L’ascendance de la plupart des Québécois remonte à 8500 colons ayant immigré de France aux 17e et 18e siècles. Des études précédentes, menées notamment par le professeur Gérard Bouchard, avaient révélé que les premiers 2600 colons français ont contribué les deux tiers du bassin génétique franco-québécois.
M. Gravel et ses collègues ont donc voulu savoir si l'effet fondateur avait été «importé» par quelques colons français, ou bien s'il était apparu au fur et à mesure que la population se développait et se déplaçait. C'est la deuxième hypothèse qui s'est avérée être la bonne, ce qui explique notamment pourquoi on retrouve quelques effets fondateurs à travers le Québec.
Environ 500 000 Québécois seraient concernés par une maladie rare. Pour ne citer qu'un seul exemple, le syndrome de chylomicronémie familiale touche environ une personne sur un million à travers le monde, mais est un peu plus fréquent dans les régions du Saguenay et de Charlevoix.
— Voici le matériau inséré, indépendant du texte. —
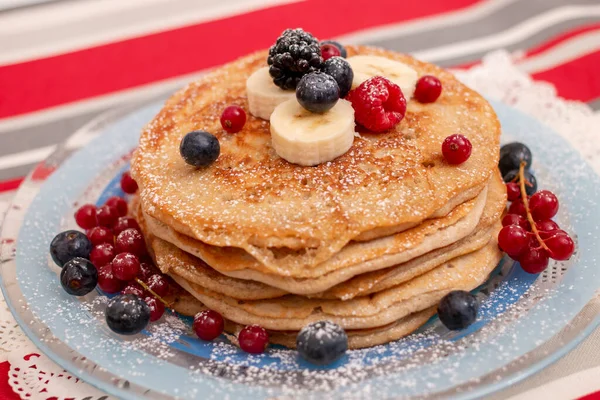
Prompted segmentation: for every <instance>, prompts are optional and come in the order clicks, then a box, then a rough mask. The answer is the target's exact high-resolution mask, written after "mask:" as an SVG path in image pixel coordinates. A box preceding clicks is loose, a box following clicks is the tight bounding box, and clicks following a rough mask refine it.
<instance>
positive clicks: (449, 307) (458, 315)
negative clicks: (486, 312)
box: [437, 290, 479, 330]
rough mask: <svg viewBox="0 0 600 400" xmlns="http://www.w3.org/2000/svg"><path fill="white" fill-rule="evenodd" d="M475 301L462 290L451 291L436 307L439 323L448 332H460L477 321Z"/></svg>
mask: <svg viewBox="0 0 600 400" xmlns="http://www.w3.org/2000/svg"><path fill="white" fill-rule="evenodd" d="M478 308H479V306H478V304H477V299H476V298H475V296H473V295H472V294H471V293H469V292H465V291H464V290H453V291H452V292H450V293H448V294H447V295H445V296H444V297H443V298H442V301H440V304H439V305H438V310H437V311H438V316H439V318H440V321H442V323H443V324H444V325H445V326H446V328H448V329H450V330H461V329H465V328H467V327H468V326H470V325H471V324H472V323H473V322H475V320H476V319H477V310H478Z"/></svg>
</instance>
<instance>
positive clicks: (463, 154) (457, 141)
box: [442, 134, 473, 165]
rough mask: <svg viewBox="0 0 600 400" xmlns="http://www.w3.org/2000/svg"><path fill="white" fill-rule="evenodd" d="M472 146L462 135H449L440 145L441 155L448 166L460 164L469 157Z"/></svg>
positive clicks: (470, 156) (471, 148) (464, 137)
mask: <svg viewBox="0 0 600 400" xmlns="http://www.w3.org/2000/svg"><path fill="white" fill-rule="evenodd" d="M472 148H473V146H472V145H471V142H470V141H469V139H468V138H466V137H465V136H463V135H458V134H455V135H450V136H448V137H447V138H446V139H444V143H442V154H443V155H444V158H445V159H446V161H448V162H449V163H450V164H455V165H458V164H462V163H464V162H465V161H467V160H468V159H469V157H471V150H472Z"/></svg>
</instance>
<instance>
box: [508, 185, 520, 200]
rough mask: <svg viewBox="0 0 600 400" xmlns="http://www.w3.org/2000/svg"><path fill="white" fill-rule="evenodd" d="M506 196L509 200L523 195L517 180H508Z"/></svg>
mask: <svg viewBox="0 0 600 400" xmlns="http://www.w3.org/2000/svg"><path fill="white" fill-rule="evenodd" d="M506 196H507V197H508V201H515V200H517V199H518V198H519V197H521V189H520V188H519V185H518V184H517V183H516V182H508V183H507V184H506Z"/></svg>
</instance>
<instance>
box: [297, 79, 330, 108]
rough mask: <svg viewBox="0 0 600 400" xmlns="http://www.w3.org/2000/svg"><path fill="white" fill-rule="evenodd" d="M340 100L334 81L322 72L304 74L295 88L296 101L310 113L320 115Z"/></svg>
mask: <svg viewBox="0 0 600 400" xmlns="http://www.w3.org/2000/svg"><path fill="white" fill-rule="evenodd" d="M339 98H340V88H339V86H338V84H337V82H336V80H335V79H334V78H333V77H332V76H330V75H327V74H324V73H322V72H311V73H310V74H306V75H304V76H303V77H302V79H300V82H298V86H297V87H296V99H298V102H299V103H300V105H301V106H302V107H304V108H305V109H307V110H308V111H310V112H313V113H318V114H322V113H324V112H327V111H329V110H331V109H332V108H333V106H335V104H336V103H337V101H338V100H339Z"/></svg>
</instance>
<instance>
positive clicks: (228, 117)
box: [221, 105, 246, 133]
mask: <svg viewBox="0 0 600 400" xmlns="http://www.w3.org/2000/svg"><path fill="white" fill-rule="evenodd" d="M245 124H246V111H244V109H243V108H242V107H240V106H237V105H233V106H229V107H227V108H226V109H225V110H224V111H223V114H221V126H222V127H223V129H225V130H226V131H227V132H229V133H237V132H239V131H241V130H242V128H243V127H244V125H245Z"/></svg>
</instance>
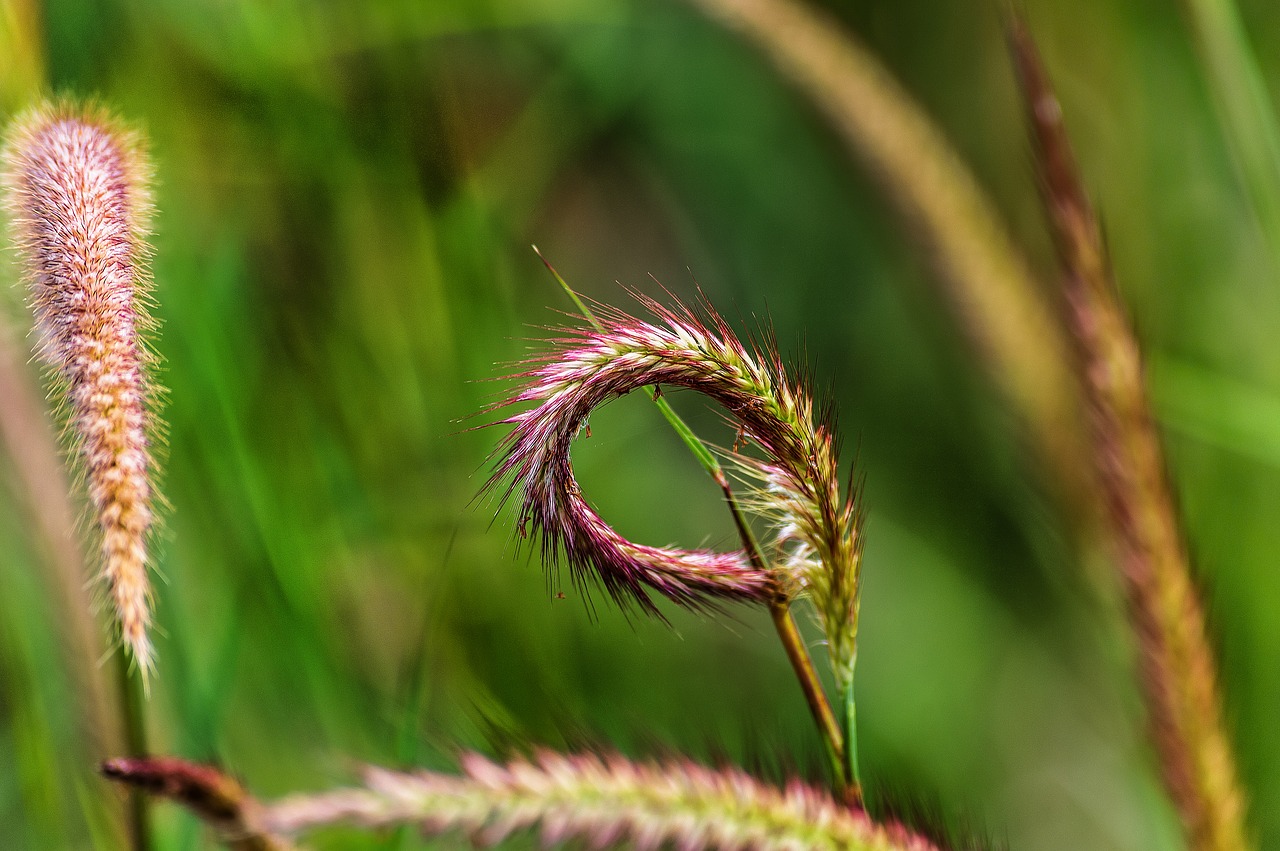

Les patients qui en sont atteints sont incapables de dégrader les graisses qui circulent dans leur sang.
Le Québec était possiblement le meilleur endroit au monde où réaliser une telle étude, en raison de la richesse des données généalogiques et génétiques dont disposaient les chercheurs. Le modèle développé par M. Gravel et ses collègues fait d'ailleurs des jaloux à travers le monde.
«Quand j'en ai parlé lors d'une conférence, on m'a demandé si j'avais dû vendre un rein pour avoir accès à des données comme ça, tellement elles sont uniques et incroyables», a raconté le chercheur québécois en riant.
Cette étude, dont les conclusions sont publiées par la prestigieuse revue Science, pourrait un jour permettre d'identifier les mutations génétiques responsables de certaines maladies rares.
En comprenant mieux comment les gens sont apparentés les uns aux autres, a expliqué M. Gravel, on pourrait en venir à réaliser que les patients partagent une même mutation génétique, et que c'est donc elle qui est vraisemblablement en cause. Les cliniciens pourront ensuite plancher sur un traitement.
Cette étude pourrait aussi faciliter le dépistage. Si on veut mieux mesurer la distribution d'une maladie rare au Québec, on pourrait utiliser «ce genre de modèle mathématique pour dire, "ah ben oui, d'après l'histoire de la transmission de cette mutation-là, on s'attendrait à en trouver au Saguenay, à Charlevoix et en Beauce, par exemple"», a conclu M. Gravel.